# Cache Coherence

Axel Feldmann

6.823 Fall 2024

Adapted from prior course offerings

## Goals of caches

» Small memories that provide quick access to recently accessed data.

- » Transparently managed by hardware (and OS)
  - Program output should appear as if the caches did not exist and applications directly accessed main memory.
  - In contrast with scratchpads (explicitly managed)

# Goals of shared memory

» Multiple concurrently executing threads can read and write data in a single address space.

- » Transparently managed by hardware (and OS)
  - Program output should appear as if the caches did not exist and applications directly accessed single memory.
  - In contrast with message passing (explicitly manage shared data)

# Caches in parallel systems

- » Caches give quick access to data:
  - Small **private caches** may hold copies of data.
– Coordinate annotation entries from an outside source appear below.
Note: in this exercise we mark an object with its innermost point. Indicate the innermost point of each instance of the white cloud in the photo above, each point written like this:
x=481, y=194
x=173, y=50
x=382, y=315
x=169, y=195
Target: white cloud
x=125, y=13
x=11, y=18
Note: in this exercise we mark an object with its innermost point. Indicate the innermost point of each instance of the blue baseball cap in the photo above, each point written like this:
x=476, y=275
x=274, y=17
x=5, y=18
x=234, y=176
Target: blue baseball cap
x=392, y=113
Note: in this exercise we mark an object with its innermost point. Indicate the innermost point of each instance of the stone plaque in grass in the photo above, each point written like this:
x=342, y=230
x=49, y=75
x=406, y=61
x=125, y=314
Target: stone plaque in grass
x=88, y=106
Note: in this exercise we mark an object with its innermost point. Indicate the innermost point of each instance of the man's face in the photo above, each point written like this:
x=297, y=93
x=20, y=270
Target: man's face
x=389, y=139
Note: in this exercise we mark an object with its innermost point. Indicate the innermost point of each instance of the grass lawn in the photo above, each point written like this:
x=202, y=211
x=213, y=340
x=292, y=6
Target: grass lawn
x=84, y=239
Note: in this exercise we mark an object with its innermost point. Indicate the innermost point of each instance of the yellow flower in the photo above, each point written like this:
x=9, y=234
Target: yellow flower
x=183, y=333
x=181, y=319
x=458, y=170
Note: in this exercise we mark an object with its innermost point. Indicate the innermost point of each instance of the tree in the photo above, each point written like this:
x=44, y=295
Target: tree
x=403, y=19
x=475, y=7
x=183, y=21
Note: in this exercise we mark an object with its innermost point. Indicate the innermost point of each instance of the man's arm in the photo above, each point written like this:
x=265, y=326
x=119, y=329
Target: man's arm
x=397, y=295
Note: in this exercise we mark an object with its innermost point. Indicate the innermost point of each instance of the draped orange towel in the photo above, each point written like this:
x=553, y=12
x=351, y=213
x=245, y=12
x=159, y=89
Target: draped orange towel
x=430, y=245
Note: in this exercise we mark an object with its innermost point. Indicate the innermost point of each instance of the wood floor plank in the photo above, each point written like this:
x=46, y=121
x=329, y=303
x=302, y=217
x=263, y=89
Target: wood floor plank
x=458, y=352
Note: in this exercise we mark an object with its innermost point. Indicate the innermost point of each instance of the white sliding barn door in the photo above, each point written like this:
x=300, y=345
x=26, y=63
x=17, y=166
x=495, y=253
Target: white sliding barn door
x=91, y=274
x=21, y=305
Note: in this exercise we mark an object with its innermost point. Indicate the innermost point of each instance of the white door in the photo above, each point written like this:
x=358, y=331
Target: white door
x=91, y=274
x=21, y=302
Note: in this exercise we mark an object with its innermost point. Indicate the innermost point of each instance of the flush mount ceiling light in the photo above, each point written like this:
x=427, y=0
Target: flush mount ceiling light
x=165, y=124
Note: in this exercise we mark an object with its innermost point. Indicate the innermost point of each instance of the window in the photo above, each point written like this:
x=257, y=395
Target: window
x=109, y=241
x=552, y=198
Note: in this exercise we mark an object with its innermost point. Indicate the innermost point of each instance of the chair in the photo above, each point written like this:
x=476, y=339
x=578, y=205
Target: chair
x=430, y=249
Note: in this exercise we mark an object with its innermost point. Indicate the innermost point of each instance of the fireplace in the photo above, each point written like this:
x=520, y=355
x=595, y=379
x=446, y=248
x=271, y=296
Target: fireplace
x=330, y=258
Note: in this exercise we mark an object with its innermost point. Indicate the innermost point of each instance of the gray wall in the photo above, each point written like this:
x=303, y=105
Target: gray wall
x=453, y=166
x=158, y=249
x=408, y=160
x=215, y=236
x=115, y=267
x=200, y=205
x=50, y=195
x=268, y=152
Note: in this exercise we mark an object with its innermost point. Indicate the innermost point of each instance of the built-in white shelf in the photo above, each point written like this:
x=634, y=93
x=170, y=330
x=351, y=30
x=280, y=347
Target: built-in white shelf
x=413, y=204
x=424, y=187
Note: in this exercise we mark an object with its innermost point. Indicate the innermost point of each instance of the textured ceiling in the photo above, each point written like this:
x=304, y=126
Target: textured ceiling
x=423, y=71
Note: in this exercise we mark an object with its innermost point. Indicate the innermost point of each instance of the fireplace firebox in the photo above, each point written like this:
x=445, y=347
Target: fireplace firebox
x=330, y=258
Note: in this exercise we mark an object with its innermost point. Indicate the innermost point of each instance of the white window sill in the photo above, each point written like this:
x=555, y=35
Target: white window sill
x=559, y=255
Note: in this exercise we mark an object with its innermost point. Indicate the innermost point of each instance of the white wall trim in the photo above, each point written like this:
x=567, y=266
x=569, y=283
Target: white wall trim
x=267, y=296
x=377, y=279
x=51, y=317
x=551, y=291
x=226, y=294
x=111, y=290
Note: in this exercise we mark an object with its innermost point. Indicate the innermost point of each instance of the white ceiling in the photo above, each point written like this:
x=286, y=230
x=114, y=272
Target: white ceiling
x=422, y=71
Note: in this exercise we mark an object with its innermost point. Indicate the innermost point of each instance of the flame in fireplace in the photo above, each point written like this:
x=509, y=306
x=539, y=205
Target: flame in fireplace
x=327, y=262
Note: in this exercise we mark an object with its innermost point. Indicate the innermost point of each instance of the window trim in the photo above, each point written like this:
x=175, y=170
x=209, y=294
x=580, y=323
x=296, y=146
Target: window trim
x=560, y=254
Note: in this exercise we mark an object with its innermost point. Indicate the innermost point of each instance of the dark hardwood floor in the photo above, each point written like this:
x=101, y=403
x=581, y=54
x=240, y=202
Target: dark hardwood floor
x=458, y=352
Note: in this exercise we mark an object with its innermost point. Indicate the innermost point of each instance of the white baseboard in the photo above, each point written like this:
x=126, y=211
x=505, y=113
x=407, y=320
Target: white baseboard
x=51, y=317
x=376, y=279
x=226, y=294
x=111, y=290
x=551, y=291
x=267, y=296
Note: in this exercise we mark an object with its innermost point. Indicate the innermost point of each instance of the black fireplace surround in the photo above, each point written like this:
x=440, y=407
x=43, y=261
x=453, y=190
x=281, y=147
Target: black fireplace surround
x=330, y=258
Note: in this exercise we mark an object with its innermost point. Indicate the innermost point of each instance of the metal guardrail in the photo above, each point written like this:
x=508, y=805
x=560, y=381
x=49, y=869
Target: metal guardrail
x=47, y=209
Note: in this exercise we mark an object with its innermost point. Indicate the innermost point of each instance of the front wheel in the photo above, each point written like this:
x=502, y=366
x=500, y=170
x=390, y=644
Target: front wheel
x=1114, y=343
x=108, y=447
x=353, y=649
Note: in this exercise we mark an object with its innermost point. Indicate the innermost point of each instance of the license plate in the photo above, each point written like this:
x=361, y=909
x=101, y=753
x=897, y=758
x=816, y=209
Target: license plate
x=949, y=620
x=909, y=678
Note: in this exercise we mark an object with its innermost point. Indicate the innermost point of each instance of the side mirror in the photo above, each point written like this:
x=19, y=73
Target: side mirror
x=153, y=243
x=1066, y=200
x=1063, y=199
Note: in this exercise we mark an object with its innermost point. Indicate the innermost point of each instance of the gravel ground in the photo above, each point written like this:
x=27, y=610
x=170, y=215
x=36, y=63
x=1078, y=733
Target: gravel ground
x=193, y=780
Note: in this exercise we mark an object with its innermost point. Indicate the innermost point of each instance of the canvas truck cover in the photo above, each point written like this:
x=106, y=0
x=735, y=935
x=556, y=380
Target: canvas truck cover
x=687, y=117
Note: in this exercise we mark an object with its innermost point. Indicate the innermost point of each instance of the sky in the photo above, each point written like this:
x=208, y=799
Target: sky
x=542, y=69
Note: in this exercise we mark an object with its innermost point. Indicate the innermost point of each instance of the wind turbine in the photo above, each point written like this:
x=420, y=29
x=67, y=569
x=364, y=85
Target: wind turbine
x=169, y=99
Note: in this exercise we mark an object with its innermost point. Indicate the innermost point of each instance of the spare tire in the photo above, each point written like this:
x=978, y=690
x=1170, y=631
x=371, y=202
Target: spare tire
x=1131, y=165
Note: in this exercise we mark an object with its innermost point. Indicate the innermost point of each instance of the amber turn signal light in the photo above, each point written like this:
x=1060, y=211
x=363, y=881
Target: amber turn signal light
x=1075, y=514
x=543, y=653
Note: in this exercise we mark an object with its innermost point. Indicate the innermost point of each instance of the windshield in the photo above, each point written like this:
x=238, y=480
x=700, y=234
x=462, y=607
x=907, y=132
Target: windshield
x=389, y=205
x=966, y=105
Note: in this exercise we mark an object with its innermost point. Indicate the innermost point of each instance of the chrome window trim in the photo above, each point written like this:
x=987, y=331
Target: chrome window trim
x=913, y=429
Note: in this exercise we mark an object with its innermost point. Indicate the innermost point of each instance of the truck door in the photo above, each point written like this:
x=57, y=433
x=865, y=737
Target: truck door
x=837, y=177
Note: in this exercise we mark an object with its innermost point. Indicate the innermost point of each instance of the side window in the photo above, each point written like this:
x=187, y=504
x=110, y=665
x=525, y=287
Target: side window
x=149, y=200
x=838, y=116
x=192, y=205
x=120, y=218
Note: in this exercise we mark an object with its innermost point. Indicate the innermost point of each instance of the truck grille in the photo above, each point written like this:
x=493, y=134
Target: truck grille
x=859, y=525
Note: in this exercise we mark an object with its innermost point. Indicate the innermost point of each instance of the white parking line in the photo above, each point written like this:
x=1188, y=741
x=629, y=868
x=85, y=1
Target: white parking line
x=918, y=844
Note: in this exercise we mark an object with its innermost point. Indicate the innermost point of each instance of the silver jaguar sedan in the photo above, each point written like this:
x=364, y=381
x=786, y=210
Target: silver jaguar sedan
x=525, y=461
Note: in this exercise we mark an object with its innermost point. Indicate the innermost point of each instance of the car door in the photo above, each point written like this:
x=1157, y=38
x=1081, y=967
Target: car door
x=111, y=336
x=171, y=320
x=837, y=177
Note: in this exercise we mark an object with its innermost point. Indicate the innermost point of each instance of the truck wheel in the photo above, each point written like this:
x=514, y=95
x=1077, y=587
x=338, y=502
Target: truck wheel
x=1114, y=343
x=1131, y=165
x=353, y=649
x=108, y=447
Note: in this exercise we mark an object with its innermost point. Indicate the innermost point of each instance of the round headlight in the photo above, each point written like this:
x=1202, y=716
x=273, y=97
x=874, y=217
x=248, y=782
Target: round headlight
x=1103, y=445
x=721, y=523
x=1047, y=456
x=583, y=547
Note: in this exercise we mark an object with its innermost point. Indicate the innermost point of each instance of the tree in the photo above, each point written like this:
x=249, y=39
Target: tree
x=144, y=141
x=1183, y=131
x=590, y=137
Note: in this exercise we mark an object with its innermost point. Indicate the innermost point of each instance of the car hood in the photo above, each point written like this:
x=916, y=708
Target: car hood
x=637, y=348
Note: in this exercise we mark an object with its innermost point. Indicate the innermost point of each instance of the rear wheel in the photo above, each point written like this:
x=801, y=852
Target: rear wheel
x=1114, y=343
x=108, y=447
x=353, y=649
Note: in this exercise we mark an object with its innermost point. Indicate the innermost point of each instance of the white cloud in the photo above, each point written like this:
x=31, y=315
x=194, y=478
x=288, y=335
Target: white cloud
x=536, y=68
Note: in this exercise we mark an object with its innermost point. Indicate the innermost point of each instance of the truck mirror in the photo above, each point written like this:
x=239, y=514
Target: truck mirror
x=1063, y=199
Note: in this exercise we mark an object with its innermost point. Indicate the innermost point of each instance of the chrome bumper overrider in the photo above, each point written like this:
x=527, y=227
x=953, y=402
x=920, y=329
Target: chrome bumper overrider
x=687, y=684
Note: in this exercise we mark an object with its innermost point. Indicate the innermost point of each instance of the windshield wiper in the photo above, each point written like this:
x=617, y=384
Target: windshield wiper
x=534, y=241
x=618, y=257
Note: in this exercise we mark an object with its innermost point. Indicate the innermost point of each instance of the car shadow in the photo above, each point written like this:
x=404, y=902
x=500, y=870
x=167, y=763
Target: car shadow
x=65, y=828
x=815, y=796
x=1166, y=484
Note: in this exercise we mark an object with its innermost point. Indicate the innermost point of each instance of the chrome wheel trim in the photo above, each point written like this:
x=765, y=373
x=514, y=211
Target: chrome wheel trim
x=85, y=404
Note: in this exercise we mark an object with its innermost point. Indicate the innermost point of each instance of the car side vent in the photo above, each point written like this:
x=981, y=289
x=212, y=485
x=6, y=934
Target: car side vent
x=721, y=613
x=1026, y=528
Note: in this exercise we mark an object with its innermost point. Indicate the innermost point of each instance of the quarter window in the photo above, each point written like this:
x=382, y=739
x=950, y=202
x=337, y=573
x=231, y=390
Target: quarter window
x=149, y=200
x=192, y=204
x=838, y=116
- » Transparent management: How to ensure cache accesses don't act on stale data?
  - No shared writeable address space: Pure message passing, or
  - Cache coherence

## Cache coherence

Processor X:

Processor Y:

Ld  $0xA \rightarrow 0$ 

Ld  $0xA \rightarrow 0$ 

time

St  $42 \rightarrow 0xA$ 

Ld  $0xA \rightarrow 0$ 

...

Ld  $0xA \rightarrow 42$ 

Ld  $0xA \rightarrow 42$ 

Q. Do you think this system is coherent?

## Cache Coherence

#### » Two Rules:

- 1. Write propagation: Writes **eventually** become visible to other processors
- 2. Write serialization: All processors observe writes to one location appear to happen in a consistent order

#### » Strategies for propagation:

- A write invalidates copies in other private caches
- A write **updates** copies in other private caches
- Tradeoffs?

# Serialization strategies

- » Snoopy coherence protocol On a miss, private caches broadcast their actions through a bus-like interconnect, other caches observe ("snoop") and perform updates or invalidations.
- » Directory-based coherence protocol On a miss, private caches send unicast message to the directory, which serializes requests and sends unicast messages to other caches to perform updates or invalidations.

#### Tradeoffs?

# Do write-through caches need coherence?

#### » Yes.

- Writes must propagate: update or invalidate copies in other private caches.
- Write serialization is trivial (where is the serialization point?)
- » A protocol with two stable states is sufficient:
  - Invalid
  - Shared
- » Do you need transient cache states?
  - Yes!

## Write-back caches: MSI

#### » Three stable states per cache-line

- Invalid (I): Cache does not have a copy
- Shared (S): Cache has read-only copy; clean
- Modified (M): Cache has only copy; writable;
  (potentially) dirty

#### » Processor-initiated actions:

- Read: needs to upgrade permission to S
- Write: needs to upgrade permission to M
- Evict: relinquish permissions (caused by access to a different cache line)

## Optimizations

- » Problem: Writeback to memory upon M->S downgrade
  - Sometimes wastes bandwidth e.g. producer-consumer scenarios
  - S implicitly assumes line is clean, allowing silent evictions.
- » Solution: Add Owner (O) state
  - O: Multiple copies, read-only, and dirty. Also responsible for writing back the data
  - Core entres O upon a downgrade.

## Lab Task: MSI Coherence Protocol

#### » Implement with Murphi description language

- Rules: Define transitions between states
- Invariants and asserts: Capture protocol correctness

#### » Murphi verifier

- Explores reachable states until it finds:
  - A violation of an invariant or assertion, or
  - A state with no possible transitions (deadlock), or
  - It has explored all reachable states and found no errors.
- Exploits symmetry to reduce redundant states

### Races

- » Occur when there are multiple messages/requests in flight concerning a single cache line.
- » Try to minimize the opportunity for races by waiting for previous messages before sending new ones.
- » Multiple processors may concurrently initiate conflicting requests.
- » If network may deliver messages out of order, the protocol must handle this. For example:
  - The directory has two messages in flight to one private cache.
  - One processor/cache has two messages in flight to the directory.
- » 3-hop protocol may require you to add more handling for additional races.

# Tips

- » Feel free to add to or rename states and messages.
- » Get a 4-hop protocol working first, before attempting 3-hop.
- » Get your protocol working with ProcCount set to 2 before handling the 3-processor case.
- » Write more of assertions and/or invariants.
  - Add assertions/invariants about your transient states.